The U.S. Embassy in Baghdad, when pressed for comment, told CBS News that it could neither confirm nor deny the detention of any American citizens in the region. Intelligence officials, however, have noted to the news outlet that roughly 12 citizens have left the United States to seek an alliance with ISIS forces in both Iraq and Syria.
The news of defector Muhammad Jamal Amin's potential capture comes less than a year after FBI director James Comey told observers via written testimony at a Senate Intelligence Committee hearing that "Upwards of 200 Americans have traveled or attempted to travel to Syria to participate in the conflict." Comey would also note that, while U.S. citizens are free to travel, that "these threats remain among the highest priorities for the FBI and the intelligence community as a whole."

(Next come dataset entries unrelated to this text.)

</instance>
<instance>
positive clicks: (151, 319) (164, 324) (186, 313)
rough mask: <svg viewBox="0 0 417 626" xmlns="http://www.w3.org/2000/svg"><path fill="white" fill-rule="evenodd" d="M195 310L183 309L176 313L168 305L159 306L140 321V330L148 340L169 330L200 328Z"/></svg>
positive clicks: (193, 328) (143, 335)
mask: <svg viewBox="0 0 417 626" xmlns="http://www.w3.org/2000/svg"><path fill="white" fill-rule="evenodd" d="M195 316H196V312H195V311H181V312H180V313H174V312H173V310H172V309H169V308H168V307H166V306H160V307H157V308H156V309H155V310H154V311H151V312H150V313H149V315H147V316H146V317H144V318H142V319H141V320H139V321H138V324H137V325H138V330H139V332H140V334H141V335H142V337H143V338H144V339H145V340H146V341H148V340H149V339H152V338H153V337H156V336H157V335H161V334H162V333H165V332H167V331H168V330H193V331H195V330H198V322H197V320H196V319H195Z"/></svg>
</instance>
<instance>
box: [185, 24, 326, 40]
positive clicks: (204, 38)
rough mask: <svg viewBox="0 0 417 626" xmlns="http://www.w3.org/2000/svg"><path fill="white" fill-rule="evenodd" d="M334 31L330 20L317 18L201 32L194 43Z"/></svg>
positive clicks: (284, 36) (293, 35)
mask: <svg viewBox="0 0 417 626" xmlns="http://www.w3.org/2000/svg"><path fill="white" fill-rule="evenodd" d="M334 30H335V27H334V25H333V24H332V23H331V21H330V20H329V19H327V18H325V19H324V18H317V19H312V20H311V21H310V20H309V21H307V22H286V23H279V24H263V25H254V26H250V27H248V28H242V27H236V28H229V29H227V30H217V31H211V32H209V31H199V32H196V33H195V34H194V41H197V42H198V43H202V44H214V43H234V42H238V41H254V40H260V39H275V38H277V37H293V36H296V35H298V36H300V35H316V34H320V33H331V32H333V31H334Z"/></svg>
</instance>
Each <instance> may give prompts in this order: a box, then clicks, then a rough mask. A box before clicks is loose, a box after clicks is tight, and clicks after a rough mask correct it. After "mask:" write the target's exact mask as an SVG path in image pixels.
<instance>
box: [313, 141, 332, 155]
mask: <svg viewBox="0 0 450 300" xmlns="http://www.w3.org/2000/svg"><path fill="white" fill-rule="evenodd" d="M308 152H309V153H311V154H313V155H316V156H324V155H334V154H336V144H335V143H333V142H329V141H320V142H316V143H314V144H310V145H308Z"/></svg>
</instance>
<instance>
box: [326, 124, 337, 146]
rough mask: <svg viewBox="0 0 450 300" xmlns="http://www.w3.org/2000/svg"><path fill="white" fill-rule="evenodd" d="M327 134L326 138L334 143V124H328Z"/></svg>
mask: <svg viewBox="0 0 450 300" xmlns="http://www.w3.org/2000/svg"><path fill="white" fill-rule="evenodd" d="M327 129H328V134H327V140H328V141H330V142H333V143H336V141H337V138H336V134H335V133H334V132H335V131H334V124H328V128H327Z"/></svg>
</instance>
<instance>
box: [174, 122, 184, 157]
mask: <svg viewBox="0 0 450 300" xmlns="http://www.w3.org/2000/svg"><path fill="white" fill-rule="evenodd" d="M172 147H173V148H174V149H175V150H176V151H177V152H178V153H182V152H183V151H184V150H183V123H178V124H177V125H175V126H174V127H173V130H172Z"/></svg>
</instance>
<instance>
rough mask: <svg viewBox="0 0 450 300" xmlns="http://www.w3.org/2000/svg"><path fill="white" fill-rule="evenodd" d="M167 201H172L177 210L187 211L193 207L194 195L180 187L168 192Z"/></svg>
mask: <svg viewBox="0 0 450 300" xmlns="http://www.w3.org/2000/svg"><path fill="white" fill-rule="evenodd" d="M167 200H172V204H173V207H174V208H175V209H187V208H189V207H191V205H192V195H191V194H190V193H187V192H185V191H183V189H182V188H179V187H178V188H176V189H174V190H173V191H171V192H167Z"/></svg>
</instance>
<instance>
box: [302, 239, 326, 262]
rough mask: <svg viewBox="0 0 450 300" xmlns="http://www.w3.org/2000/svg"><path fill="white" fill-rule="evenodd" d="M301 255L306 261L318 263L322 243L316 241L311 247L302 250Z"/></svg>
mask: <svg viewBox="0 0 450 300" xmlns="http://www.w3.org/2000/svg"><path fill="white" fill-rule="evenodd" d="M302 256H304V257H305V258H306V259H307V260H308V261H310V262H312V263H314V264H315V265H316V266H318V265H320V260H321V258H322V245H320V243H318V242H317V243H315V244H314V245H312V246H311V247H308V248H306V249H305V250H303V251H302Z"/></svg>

The story also comes on the heels, USA Today noted, of what it called a "disillusioned former Islamic State militant" releasing "tens of thousands of documents" that are believed to contain the personal information -- names, addresses, and phone numbers -- of up to 22,000 ISIS agents.
No indication has been given as to whether Muhammad Jamal Amin -- or any of his other current or former U.S. citizen compatriots who are believed to have defected the country to join ISIS efforts in the Middle East -- are actually listed in this report that was handed over to authorities.